If this is too aggressive, a softer alternative:

```python
@pytest.fixture(autouse=True)
def warn_on_real_toml():
    """Warns if a test reads a real TOML. Does not fail by default;
    set ENFORCE_NO_REAL_TOML=1 to convert warnings to failures."""
    ...
```

**4b. CI script** `scripts/check_test_toml_paths.py` — runs on every commit:

```python
# Greps for direct ./<name>.toml references
# Exits non-zero if any found
# Output: "test_foo.py:42: Path('presets.toml') — direct reference to real TOML"
```

Add to `conductor/...` workflow or as a pre-commit hook (out of scope for this track — just provide the script).

### Phase 5: Test the Enforcer

`tests/test_enforce_no_real_toml.py` — meta-test:

```python
def test_enforcer_catches_violation(tmp_path, monkeypatch):
    """Verify the fixture prevents reading a real TOML."""
    # Create a real-looking TOML in cwd
    real_path = Path("test_enforcer_temp.toml")
    real_path.write_text("[test]\nkey='value'")
    try:
        # The fixture removes it; try to read it
        with pytest.raises(FileNotFoundError):
            real_path.read_text()
    finally:
        if real_path.exists():
            real_path.unlink()

def test_enforcer_restores_real_tomls(tmp_path):
    """Verify the fixture restores real TOMLs after the test."""
    real_path = Path("test_enforcer_temp2.toml")
    original = b"[test]\nkey='original'"
    real_path.write_bytes(original)
    # The test runs (fixture activates)
    assert real_path.exists()  # The fixture restored it
    assert real_path.read_bytes() == original
    real_path.unlink()
```

---

## File Structure

- `scripts/check_test_toml_paths.py` — NEW: greps for violations, exits non-zero
- `tests/conftest.py` — MODIFY: add `enforce_no_real_toml` autouse fixture (strict or warn-only)
- `tests/test_enforce_no_real_toml.py` — NEW: tests for the enforcer
- Various `tests/test_*.py` — MODIFY: migrate offenders to sandboxed pattern
- Various `tests/test_*.py` — MODIFY: consolidate where it improves clarity

---

## Acceptance Criteria

- All existing tests pass after migration
- `scripts/check_test_toml_paths.py` exits 0 on the test suite after migration
- The autouse fixture catches new violations in CI
- Test count is approximately the same after consolidation (slight decrease acceptable)
- No real TOML files in the user's project are touched by the test suite

---

## Risks

1. **Test breakage:** Migration may break tests that depend on real-file behavior.
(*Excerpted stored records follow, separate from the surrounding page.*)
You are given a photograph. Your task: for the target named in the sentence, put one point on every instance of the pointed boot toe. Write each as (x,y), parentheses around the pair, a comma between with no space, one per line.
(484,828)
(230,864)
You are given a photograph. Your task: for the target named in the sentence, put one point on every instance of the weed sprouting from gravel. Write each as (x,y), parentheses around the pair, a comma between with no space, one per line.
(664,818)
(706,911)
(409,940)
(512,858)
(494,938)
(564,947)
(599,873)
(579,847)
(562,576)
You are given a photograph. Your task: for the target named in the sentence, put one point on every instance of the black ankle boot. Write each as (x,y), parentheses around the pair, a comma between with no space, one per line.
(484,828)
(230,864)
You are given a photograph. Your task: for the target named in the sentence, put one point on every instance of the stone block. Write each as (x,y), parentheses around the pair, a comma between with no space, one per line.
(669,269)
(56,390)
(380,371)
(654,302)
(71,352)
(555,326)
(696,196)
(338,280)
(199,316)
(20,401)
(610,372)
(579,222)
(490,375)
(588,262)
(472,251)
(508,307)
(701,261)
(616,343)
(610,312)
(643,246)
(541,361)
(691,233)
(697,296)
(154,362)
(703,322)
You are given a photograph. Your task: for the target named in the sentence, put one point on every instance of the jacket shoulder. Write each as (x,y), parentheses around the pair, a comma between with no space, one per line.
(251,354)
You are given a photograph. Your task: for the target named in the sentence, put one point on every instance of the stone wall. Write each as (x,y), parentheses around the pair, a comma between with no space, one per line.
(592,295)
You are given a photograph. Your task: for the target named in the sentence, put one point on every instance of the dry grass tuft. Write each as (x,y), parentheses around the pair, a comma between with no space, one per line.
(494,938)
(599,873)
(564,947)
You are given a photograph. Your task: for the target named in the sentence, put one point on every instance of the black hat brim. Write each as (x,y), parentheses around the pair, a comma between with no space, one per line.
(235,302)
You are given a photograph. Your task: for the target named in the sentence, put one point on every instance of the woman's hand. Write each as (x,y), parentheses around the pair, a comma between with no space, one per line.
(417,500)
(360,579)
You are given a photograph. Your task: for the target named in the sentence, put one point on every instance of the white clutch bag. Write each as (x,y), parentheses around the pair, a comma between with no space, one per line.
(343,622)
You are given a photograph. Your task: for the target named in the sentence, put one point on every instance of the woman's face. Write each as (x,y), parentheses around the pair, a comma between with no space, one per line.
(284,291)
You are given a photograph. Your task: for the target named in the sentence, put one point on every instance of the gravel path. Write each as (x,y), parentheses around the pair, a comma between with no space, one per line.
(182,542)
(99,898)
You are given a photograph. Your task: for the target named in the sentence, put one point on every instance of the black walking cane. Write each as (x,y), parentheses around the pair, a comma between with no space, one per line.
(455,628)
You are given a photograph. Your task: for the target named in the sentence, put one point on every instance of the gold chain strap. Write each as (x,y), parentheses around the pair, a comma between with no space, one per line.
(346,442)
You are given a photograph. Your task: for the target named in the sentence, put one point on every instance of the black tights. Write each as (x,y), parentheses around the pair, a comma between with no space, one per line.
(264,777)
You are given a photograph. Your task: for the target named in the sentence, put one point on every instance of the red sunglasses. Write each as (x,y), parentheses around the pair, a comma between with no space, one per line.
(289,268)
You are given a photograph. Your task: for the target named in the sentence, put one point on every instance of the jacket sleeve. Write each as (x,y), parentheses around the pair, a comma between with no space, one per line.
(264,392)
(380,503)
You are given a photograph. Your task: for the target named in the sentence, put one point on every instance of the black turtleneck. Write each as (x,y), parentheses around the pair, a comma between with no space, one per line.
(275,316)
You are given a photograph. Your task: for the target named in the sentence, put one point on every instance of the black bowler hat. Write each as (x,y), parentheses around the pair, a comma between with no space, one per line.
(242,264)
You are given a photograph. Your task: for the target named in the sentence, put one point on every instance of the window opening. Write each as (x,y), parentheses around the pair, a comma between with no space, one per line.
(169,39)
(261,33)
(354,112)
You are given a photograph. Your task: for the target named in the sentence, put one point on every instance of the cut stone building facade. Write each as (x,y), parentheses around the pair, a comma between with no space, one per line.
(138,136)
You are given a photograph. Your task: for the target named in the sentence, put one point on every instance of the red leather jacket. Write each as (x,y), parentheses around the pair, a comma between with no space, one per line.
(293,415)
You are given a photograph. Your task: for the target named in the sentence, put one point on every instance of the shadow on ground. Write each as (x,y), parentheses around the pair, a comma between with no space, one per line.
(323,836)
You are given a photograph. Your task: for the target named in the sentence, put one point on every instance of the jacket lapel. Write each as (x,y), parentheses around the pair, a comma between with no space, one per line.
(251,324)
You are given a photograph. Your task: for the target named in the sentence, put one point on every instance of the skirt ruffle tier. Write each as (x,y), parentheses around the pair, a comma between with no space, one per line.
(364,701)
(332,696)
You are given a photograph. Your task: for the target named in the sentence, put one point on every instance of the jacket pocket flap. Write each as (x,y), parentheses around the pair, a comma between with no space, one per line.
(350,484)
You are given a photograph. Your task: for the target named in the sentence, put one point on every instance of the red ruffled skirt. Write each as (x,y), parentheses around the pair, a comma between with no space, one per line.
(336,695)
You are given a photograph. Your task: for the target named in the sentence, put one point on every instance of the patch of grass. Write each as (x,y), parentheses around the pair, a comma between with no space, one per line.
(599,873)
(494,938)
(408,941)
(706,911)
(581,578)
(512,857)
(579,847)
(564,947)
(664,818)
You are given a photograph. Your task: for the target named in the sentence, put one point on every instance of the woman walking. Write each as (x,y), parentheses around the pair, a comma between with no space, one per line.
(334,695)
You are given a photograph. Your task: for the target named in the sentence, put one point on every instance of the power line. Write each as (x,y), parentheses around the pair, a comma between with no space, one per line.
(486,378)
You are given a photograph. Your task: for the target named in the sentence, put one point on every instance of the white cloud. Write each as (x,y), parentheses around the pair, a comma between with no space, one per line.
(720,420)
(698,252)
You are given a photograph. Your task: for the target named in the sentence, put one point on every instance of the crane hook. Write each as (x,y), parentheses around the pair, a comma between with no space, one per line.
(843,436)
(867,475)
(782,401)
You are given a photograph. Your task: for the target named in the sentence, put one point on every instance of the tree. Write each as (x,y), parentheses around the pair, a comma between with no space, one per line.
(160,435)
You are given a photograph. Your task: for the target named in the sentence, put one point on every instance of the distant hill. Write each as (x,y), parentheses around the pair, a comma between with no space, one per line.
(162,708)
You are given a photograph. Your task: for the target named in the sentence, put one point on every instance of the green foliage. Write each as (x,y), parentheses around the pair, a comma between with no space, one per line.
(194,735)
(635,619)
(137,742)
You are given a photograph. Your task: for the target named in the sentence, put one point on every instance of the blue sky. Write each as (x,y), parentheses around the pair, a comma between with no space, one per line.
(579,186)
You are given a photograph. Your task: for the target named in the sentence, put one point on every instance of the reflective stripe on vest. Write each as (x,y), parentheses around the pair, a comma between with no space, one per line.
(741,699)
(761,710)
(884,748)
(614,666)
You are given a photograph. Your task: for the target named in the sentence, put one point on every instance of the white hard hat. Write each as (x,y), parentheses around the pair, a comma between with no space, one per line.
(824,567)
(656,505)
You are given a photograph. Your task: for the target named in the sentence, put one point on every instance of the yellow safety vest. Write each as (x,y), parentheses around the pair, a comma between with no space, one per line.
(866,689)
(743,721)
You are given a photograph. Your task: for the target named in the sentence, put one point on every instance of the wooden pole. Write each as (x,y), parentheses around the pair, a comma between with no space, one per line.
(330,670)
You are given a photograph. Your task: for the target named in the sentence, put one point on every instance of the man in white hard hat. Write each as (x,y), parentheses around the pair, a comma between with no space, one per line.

Mitigation: run full test suite after each migration batch.
2. **Performance:** The autouse fixture adds overhead to every test. Mitigation: keep it cheap (just snapshot/restore file existence).
3. **Coverage regression:** Removing real-file behavior may hide bugs. Mitigation: add explicit tests for the sandboxed path resolution.